Rony contou toda a verdade para a esposa, não deixando que ela o interrompesse. Porém, não fez esforço muito grande, porque quando contou que leu todos os livros que estavam sobre a mesa, ela emudeceu e desistiu de argumentar ou repreendê-lo.
-... fiz isso para você não perder o cargo que tanto merece. Eu sei que em uma semana, você resolveria o mistério. Mas não tinha tempo, e eu queria só te ver feliz, realizada e compensar a minha ausência. Acabei com meu sono e minha cabeça somente por você. Não sou tão inteligente quanto você...
- Rony...
- Você disse que não ia me interromper. – disse, envergonhado.
- E o que ia dizer a mais?
- Esqueci, você me fez perder o raciocínio.
- E você me deu uma enorme prova de amor – os olhos dela marejavam, e ela nem notou a presença da médi-bruxa e a curandeira na porta -, como nunca achei que fosse fazer. Amo tanto você, Rony!
O beijo apaixonado que Hermione dera em Rony a fez ignorar qualquer dor que ainda pudesse sentir. Alguns minutos depois, ele a abraçou e disse:
- Mione, como você não descobriu que os ingredientes finais eram chocolate e água? Parecia tão... simples!
- Vai me jogar isso na cara a vida inteira? – ela se separou dele, levemente brava.
- Não estou jogando na cara, só fazendo uma pergunta.
- Não, não descobri! Não sou infalível! Aliás, se é tão brilhante, o cargo devia ser seu, não é?
- Sem drama, Hermione! Fiz isso por você, e não pra me mostrar superior.
- Não é o que parece!
- Por que você gosta de interpretar minhas frases do jeito pior possível?
- Porque elas são as piores possíveis!
- Minha ação também foi ruim, então?
- Se ela foi programada com a intenção de me humilhar, sim!
- Ei, vocês dois!
Morgan gritou e se meteu entre o casal, furiosa.
- Escutem bem: isso aqui não é uma espelunca. E pra sua informação, Hermione, ele tinha certeza que não conseguiria fazer o seu trabalho, mas tentou e isso já é um grande feito para você vir injustamente falar assim com ele! E você, Rony, para quê fazer perguntas idiotas para a sua mulher?

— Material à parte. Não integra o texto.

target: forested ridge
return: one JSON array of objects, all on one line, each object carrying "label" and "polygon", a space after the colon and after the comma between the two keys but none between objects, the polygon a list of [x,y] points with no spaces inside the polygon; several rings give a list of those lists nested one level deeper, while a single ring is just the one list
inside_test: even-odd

Sabe que ela ficará assim, então cale a boca!
- O que você tem a ver com isso? – gritaram os dois, em uníssono.
- Ingratos!
Morgan saiu inconformada e chorosa. Enquanto isso, Rony e Mione se olharam e voltaram a dialogar normalmente...
- Que mulherzinha atrevida!
- Ela me parecia quieta, mas bem que desconfiei que ela adorava dar palpite em tudo.

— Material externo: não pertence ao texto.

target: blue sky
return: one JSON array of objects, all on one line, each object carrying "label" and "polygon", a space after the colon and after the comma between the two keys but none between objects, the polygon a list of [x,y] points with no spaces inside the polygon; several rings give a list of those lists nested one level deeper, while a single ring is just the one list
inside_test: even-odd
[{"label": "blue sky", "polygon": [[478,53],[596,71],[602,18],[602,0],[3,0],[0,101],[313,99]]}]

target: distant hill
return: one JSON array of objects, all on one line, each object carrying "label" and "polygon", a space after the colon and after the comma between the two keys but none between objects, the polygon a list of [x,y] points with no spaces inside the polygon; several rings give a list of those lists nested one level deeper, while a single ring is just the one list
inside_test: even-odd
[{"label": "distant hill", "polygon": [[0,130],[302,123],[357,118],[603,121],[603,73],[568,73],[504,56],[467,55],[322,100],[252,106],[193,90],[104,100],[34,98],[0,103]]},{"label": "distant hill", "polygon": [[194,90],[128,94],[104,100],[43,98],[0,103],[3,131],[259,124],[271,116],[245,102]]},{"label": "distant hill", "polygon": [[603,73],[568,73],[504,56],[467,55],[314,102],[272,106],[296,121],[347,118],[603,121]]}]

- Sim, Mione. Você está certa, porque eu não agüentava mais ela ficar me olhando como se eu fosse o último biscoito do pacote.
- Ela o quê? Será que é cega e não via isso aqui não? – Hermione pegou a mão de Rony e mostrou-a a ele, indicando a aliança.

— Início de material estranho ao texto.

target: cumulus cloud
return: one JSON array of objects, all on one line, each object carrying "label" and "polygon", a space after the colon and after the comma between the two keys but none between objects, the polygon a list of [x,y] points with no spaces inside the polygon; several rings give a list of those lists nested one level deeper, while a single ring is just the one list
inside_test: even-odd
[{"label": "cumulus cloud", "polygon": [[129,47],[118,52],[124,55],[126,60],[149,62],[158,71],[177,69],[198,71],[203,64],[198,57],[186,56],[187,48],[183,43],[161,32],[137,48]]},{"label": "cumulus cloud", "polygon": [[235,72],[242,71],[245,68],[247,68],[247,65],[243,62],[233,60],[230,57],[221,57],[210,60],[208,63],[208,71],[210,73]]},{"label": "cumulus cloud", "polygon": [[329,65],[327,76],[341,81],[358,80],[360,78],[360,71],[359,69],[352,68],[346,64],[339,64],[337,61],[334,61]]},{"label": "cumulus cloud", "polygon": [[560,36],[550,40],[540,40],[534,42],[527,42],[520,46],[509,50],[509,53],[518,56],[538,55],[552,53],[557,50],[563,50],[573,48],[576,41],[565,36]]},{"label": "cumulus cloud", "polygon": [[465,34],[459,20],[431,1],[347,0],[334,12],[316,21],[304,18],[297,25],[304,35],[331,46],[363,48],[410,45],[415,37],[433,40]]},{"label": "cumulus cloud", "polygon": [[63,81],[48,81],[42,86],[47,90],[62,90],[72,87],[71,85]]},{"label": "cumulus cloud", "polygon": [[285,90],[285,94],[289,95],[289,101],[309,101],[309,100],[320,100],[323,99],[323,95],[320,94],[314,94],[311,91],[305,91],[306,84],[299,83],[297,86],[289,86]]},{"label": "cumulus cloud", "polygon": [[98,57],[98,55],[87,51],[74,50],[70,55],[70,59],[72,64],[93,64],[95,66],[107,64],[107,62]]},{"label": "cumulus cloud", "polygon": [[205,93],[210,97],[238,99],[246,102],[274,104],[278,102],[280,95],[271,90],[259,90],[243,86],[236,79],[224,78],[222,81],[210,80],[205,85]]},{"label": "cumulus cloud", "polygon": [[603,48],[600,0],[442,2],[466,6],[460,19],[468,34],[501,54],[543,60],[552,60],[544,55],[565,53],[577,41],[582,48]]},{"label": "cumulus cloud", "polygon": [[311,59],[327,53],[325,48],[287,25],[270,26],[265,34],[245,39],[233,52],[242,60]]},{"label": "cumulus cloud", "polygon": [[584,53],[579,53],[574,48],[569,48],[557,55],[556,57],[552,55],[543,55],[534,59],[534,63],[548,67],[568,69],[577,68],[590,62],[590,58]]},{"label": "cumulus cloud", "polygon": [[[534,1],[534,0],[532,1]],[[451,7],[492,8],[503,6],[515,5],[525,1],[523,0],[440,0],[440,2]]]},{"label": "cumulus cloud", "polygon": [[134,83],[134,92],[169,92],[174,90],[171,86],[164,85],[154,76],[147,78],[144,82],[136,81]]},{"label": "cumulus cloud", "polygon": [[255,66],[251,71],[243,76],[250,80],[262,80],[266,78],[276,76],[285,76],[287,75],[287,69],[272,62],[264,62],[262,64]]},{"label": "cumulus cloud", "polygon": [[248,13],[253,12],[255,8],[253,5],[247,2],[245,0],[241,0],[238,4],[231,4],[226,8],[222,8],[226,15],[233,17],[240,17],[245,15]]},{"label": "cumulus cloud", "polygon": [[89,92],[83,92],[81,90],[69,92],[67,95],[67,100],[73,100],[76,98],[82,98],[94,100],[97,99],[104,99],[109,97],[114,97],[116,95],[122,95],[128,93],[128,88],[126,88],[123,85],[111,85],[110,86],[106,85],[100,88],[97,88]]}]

- Bem, considerando que eu estava nu quando cheguei, ela não deve ter reparado no detalhe...
- Você veio nu pra cá?
- Que jeito? Eu queria salvar você, não dava pra pensar se eu tava bem vestido!
- Mas podia estar vestido, ao menos!
- Você também não estava...
- Rony, eu juro que...
- O quê?
- Eu vou te matar!
- Venha. Dê uma de Krumner ambulante!
Ele a segurou pelos braços, e disse:
- Você é uma monstrinha quando quer. Mas eu te amo, minha nova chefe de pesquisa.
- O certo é "eu amo você" – resmungou ela, quase perdendo a razão por estar tão perto dele novamente.
- Isso faz diferença quando estamos...
- Tá bom, agora é a sua vez de calar a boca e fazer alguma coisa.
Ela livrou-se dele, pegou sua mão e correu para fora do hospital. A médi-bruxa resolveu não intervir, rindo dos dois. Certamente, Robert não veria a mãe tão cedo... e o casal não discutiria pelas horas seguintes como se declarariam do modo mais correto. Importavam-se, apenas, em demonstrar o sentimento e ignorar as palavras... completamente dispensáveis quanto qualquer conveniência.